Zimbabwe to Kill 200 Elephants
DayFR Euro

Zimbabwe to Kill 200 Elephants

Zimbabwe will cull 200 elephants to tackle food shortages caused by southern Africa’s worst drought in decades, the wildlife authority said Friday, following Namibia’s recent lead. The country has “more elephants than necessary”Zimbabwe’s environment minister told parliament on Wednesday, adding that he had ordered the cull to be carried out by the Zimbabwe Parks and Wildlife Authority (ZimParks).

The 200 elephants will be hunted in areas of conflict with human populations in the Hwange Nature Reserve, the largest in the country, ZimParks CEO Fulton Mangwanya told AFP. The number of elephants in Zimbabwe is estimated at 100,000, the second largest in the world after Botswana. ZimParks says there are 65,000 in Hwange alone, four times more than the park can accommodate.

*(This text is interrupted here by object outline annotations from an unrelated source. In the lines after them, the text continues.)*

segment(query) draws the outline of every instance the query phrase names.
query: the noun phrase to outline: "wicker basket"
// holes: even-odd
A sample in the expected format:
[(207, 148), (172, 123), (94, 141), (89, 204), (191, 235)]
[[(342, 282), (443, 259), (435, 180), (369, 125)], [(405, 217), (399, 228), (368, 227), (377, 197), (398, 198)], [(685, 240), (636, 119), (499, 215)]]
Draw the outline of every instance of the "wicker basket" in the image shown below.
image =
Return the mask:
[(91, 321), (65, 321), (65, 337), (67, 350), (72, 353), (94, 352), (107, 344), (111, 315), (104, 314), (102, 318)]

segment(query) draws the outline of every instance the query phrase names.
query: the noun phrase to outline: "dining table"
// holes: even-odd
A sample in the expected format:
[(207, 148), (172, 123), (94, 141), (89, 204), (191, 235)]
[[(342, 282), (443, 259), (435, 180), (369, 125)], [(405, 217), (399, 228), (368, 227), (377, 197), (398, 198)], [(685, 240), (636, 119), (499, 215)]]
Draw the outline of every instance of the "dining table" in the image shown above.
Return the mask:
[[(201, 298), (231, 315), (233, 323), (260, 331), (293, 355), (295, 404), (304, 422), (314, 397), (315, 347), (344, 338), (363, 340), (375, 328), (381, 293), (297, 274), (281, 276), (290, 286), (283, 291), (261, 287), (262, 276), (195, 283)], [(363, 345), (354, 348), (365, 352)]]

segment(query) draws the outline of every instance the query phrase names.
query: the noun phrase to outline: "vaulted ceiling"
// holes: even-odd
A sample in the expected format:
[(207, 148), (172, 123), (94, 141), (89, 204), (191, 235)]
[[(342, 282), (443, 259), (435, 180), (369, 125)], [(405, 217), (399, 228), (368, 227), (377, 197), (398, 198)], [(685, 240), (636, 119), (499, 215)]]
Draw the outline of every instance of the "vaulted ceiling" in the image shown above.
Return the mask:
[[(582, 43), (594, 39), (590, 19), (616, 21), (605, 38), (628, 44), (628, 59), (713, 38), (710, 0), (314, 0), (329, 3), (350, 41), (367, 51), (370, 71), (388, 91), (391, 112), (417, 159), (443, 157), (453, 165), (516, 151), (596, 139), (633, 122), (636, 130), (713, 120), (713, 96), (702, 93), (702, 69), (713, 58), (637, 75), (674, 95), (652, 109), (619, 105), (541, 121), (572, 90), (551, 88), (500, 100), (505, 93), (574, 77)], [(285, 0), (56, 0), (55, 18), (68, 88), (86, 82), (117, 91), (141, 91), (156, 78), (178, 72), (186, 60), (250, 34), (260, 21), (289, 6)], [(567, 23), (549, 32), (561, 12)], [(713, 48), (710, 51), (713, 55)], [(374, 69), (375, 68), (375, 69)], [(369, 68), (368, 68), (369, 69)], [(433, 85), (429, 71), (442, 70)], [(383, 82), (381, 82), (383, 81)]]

Namibia announced in early September that it had begun culling more than 700 wild animals, including 83 elephants, in what the government said was a bid to feed the drought-hit population while easing pressure on drought-scarred pasture and water resources. Zimbabwe and Namibia are among the southern African countries that have declared states of emergency due to the drought.

“More environmentally friendly methods”

“The government should find more sustainable and environmentally friendly ways to deal with the drought”said Farai Maguwu, director of the Natural Resources Management Center, an NGO. “We must stop this because it is not ethical”he added.

Chris Brown, an environmentalist and head of the Namibian Chamber of Environment, nevertheless points out that “Elephants have a devastating effect on the natural habitat if they are allowed to multiply exponentially”. “They damage the ecosystem and the natural habitats (…) of other less emblematic species and which therefore matter less in the eyes of armchair environmentalists sitting in the city.”he denounces, “These species are as important as elephants”in a context where habitats and water resources are severely tested by drought.

The last elephant cull in Zimbabwe was in 1988. The World Wide Fund for Nature (WWF) estimates that there are only about 415,000 elephants left on the continent (compared to 3 to 5 million at the beginning of the 20th century). Both Asian and African elephants are considered endangered, with the exception of the populations in South Africa, Botswana, Namibia and Zimbabwe, which are considered only “vulnerable”.